Le piège le plus fréquent concerne les procès-verbaux d’assemblée générale. Si le vendeur n’a pas conservé ceux des trois dernières années, il devra malgré tout les obtenir, souvent via l’extranet du syndic. Certains syndics facturent l’accès ou la réédition de ces documents.
Autre point de vigilance : les travaux votés mais non encore appelés. Si une assemblée générale a voté un ravalement ou une réfection de toiture, l’acquéreur doit en être informé même si les appels de fonds n’ont pas encore été émis. Omettre des travaux votés expose le vendeur à une action en réduction du prix après la vente.
Vente d’un lot annexe : cave, parking, ce qui change
La vente séparée d’une cave ou d’un parking en copropriété impose aussi la remise d’un pré-état daté. Le contenu reste identique à celui d’un appartement, ce qui surprend beaucoup de vendeurs. Le règlement de copropriété, les PV d’assemblée générale et les informations financières du lot doivent être transmis.
La seule différence tient aux charges : les quotes-parts sont souvent très faibles pour un lot annexe, mais elles existent. Le modèle gratuit doit mentionner les charges spécifiques rattachées au lot vendu, pas celles de l’ensemble de la copropriété.

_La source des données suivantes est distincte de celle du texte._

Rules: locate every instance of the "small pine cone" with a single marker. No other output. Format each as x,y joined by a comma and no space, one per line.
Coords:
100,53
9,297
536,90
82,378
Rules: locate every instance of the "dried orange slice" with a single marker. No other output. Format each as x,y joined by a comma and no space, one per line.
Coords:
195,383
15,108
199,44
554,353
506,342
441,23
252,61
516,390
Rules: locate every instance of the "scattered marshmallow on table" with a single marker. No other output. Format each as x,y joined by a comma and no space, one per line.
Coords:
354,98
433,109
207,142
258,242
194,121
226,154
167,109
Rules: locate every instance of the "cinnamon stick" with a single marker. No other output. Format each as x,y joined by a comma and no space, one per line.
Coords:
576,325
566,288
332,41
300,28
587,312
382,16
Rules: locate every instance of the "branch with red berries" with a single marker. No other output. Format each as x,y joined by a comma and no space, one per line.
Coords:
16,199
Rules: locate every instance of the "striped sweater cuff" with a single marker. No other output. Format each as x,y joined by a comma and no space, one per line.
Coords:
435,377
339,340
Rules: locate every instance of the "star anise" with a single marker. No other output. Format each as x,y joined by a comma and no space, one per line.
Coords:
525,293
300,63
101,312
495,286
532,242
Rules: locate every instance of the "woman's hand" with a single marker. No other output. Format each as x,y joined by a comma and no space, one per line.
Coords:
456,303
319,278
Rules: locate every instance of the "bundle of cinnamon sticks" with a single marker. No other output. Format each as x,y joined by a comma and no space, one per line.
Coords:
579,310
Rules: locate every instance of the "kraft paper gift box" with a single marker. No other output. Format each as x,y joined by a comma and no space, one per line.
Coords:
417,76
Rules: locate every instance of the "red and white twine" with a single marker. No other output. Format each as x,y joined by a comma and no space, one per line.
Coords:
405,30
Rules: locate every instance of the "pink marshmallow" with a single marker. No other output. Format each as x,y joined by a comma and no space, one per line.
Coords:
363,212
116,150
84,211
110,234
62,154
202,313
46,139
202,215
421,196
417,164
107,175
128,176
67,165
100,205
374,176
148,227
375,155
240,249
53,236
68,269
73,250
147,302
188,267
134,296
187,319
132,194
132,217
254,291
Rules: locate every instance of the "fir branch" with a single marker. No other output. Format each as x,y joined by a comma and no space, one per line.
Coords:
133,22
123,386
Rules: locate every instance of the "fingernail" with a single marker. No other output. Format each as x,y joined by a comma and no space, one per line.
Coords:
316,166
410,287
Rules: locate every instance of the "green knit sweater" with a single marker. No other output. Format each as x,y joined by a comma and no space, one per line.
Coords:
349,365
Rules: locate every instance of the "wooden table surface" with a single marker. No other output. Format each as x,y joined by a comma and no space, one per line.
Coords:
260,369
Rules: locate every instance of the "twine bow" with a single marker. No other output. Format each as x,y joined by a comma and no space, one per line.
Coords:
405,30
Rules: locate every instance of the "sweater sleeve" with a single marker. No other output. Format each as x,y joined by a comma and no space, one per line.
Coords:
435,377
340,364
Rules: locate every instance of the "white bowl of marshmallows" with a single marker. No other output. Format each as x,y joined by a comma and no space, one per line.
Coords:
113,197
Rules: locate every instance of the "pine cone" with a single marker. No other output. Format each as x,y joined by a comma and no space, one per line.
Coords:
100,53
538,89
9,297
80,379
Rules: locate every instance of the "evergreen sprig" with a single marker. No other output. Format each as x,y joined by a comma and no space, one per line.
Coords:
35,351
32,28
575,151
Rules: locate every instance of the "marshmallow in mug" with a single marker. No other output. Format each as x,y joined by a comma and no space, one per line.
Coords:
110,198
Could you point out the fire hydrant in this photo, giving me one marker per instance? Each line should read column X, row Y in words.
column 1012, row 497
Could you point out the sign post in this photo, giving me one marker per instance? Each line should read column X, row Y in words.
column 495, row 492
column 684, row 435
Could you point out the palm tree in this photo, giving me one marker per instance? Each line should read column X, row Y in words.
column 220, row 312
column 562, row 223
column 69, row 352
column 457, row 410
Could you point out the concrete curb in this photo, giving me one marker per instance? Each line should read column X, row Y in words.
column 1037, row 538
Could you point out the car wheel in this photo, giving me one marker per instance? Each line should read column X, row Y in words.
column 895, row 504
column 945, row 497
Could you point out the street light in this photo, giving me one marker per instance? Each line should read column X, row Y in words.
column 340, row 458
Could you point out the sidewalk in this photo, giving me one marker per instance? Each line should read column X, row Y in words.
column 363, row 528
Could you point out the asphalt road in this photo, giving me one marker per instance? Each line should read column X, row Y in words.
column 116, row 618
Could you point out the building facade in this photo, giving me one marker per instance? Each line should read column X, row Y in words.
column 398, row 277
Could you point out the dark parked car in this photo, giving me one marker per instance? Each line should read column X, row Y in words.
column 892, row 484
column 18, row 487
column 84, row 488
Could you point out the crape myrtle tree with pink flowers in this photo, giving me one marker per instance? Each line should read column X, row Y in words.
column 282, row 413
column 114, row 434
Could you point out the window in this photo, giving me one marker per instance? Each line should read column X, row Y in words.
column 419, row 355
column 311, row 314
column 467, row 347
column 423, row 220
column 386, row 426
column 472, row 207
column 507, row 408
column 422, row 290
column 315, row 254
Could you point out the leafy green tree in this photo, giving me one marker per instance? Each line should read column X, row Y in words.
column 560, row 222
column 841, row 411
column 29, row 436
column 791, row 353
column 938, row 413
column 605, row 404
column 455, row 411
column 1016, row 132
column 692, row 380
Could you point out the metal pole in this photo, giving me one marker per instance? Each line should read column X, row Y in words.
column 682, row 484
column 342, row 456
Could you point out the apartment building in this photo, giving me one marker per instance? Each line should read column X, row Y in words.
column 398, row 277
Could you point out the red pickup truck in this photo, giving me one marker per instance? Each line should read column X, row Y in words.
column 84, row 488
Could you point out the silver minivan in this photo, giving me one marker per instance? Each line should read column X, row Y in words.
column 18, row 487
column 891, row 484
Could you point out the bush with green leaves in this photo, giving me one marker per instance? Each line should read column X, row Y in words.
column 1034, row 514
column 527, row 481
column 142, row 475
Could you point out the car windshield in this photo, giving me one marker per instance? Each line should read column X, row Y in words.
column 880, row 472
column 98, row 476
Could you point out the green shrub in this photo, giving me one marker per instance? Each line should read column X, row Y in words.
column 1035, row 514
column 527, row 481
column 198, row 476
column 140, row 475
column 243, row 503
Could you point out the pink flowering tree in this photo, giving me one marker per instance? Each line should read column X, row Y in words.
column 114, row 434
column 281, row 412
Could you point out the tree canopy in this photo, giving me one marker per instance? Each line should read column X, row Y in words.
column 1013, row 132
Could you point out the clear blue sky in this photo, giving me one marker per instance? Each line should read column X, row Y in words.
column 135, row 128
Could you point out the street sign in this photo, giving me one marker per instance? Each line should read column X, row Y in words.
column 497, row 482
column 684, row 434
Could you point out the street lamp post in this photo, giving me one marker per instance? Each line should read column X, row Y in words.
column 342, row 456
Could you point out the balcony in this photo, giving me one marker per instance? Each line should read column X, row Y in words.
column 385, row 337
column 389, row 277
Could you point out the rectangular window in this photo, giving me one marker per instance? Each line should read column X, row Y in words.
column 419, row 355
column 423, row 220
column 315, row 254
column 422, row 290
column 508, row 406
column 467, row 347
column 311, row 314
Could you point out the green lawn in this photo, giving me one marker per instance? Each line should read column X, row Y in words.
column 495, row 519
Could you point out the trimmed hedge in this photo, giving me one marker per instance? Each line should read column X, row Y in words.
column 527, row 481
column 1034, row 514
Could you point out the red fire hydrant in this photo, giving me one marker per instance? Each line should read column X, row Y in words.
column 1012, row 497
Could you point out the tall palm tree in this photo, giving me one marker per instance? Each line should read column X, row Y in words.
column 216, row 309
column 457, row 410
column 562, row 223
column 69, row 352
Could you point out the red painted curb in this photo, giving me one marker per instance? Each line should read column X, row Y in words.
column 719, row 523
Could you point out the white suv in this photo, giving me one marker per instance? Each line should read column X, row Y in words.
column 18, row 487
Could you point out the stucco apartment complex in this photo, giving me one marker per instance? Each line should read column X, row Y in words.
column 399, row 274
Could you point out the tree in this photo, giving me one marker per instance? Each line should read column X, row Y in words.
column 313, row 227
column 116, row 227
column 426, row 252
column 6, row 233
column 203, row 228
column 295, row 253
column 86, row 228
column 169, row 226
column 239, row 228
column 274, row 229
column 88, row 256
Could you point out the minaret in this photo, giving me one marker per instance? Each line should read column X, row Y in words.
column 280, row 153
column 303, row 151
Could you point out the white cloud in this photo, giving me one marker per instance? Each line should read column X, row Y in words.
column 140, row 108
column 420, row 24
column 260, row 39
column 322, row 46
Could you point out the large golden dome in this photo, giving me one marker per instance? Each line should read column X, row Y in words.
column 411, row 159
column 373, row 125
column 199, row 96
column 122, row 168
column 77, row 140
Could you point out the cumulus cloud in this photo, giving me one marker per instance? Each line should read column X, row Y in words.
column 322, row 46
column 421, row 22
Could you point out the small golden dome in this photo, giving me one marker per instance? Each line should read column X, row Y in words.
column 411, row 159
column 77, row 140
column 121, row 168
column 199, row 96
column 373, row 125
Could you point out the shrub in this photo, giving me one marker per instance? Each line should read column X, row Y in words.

Comment utiliser un modèle pré-état daté gratuit efficacement
Un bon modèle prêt à l’emploi se présente sous forme de document structuré (Word ou PDF éditable) avec des champs à remplir pour chaque catégorie légale. Le vendeur complète les informations, joint les pièces en annexe, et transmet le tout à l’acquéreur ou au notaire avant la signature du compromis.
La transmission doit être traçable. Un envoi par courrier recommandé ou par voie électronique avec accusé de réception protège le vendeur en cas de contestation ultérieure. Sans preuve de remise, le délai de rétractation reste ouvert.
Si le syndic dispose d’un extranet, la plupart des documents nécessaires y sont accessibles sans frais supplémentaires. Le vendeur peut télécharger les PV d’assemblée générale, le règlement de copropriété et les relevés de charges, puis les intégrer directement dans le modèle.
Le notaire chargé de la vente vérifiera la complétude du dossier. Un pré-état daté bien constitué en amont évite les allers-retours avec le syndic et les délais de signature qui s’allongent, parfois de plusieurs semaines. Pour un vendeur qui prépare sa transaction, un modèle structuré et à jour des obligations légales reste le moyen le plus direct de garder la main sur le calendrier de vente.